MIRANDA JULY WEEK PART THREE
A couple months ago, I went to Target Free Friday at MoMA. Little did I know, I was to be accompanied by swarms of lens-happy tourists who seemed to enjoy having their lens-happy friends take pictures of them in front of the art rather than actually looking at the art. My rage knew no bounds.
Enter the lovely Miranda July whose piece “Eleven Heavy Things,” a set of eleven (really, wow?) outdoor sculptures, shown at the Venice Biennal depends upon this very phenomenon: people taking pictures of themselves with the art.
“The cast fiber-glass, steel-lined pieces are designed for interaction: pedestals to stand on, tablets with holes for body parts, and free-standing abstract headdresses. A series of three pedestals in ascending height, The Guilty One, The Guiltier One, The Guiltiest One, ask the viewer to ascribe their guilt relative to the people around them. A large flat shape, hand-painted with Burberry plaid, hovers on a pole, waiting to become someone’s aura. A series of tablets invite heads, arms, legs and one finger: This is not the first hole my finger has been in, nor will it be the last. A wider pedestal for two people to hug on reads, We don!t know each other, we’re just hugging for the picture….
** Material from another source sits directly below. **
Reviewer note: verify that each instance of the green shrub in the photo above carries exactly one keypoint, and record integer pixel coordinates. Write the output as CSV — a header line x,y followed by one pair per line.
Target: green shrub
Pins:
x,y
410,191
“July assumes and invites the picture — these are eleven photo opportunities, in a city where one is always clutching a camera. Though the work begins as sculpture, it becomes a performance that is only complete when these tourist photos are uploaded onto personal blogs and sent in emails — at which point the audience changes, and the subject clearly becomes the participants, revealing themselves through the work.” (via)
P.S. To you lens-happy tourists: just because you are supposed to take pictures of yourselves with this particular piece of art, you should not consider yourselves justified in taking pictures of yourselves with any piece of art. Especially if I am within a ten foot vicinity. I will break that fancy-schamncy camera, rip your fanny-pack from your over-inflated waist, and unleash my wrath on your New York City guide book. Consider yourselves warned.